Starting in January of this year, a customer with Exchange 2003 on a Small Business Server system started having chronic outbound mail-delivery problems to some providers, and the story of resolution may help others understand a bit more about what Exchange is doing under the hood and how SMTP can appear to be outright broken. I'm also hoping to use the right keywords so Google will pick this up.
The problem started with a new Canon ImageRunnger 5570 copy/scan/fax device's scan-to-email feature (fast forward: there was never anything wrong with the Canon) while relaying through Exchange. Though mail to internal users worked fine, some external recipients would consistently be unreachable, timing out multiple attempts and then bouncing.
This was completely repeatable: sending to Yahoo! or GMail (for instance) would always fail, and putting a Wireshark sniffer on the outbound connection showed why: the SMTP protocol transaction was broken.
During the DATA phase, when the message headers and body are transmitted, each line ends in <CR><LF>, and the whole transaction is marked with a dot on a line by itself. This means that the receiving mailserver should see:
<CR><LF> (dot) <CR><LF>
to end the DATA phase. Since the first CR/LF is considered part of the mail message itself — as required by the RFC — this suggests that there is no way to directly send a message that doesn't end in CR/LF (one uses attachments or encodings if binary data needs to be sent).
But the file being sent ended in just a <LF>, so the end of the DATA phase looked like:
%%EOF <LF> (dot) <CR> <LF>
The %%EOF <LF> was the tail end of a PDF file.

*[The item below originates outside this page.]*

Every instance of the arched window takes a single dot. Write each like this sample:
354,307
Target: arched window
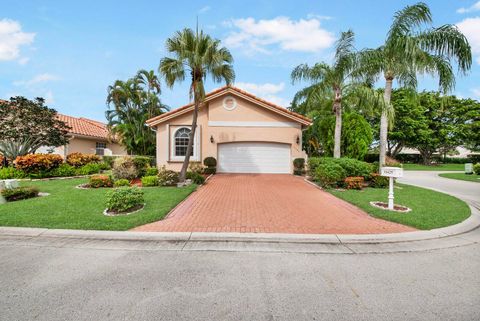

But since the magic <CR><LF> (dot) <CR><LF> pattern was not seen by the receiving mailserver, it assumed this was all part of regular data, so it waited for more, expecting the final proper dot to come later. When it didn't come, because the sender was waiting for the acknowledgement of the end of the DATA phase, the whole transaction timed out with failure.
Some mailservers would apparently accept this clearly-broken SMTP transaction, but most would not.
I briefly thought that the Canon must somehow be contributing to this problem, but sniffing the the SMTP going into Exchange showed a different transaction entirely: it was doing full and proper encoding of the data, including a CR/LF pair at the end of every line, including the dot to end the DATA phase.
For some reason, Exchange was mucking with the form of the message, and this seemed really odd. For a mature product like Exchange 2003, it was very, very difficult to believe I had actually found a fundamental protocol bug.
At around the same time, emails from the customer's line-of-business software to their own customers started bouncing, and watching the SMTP transaction showed the same problem: Exchange wasn't properly terminating the end of the DATA phase, so it was timing out.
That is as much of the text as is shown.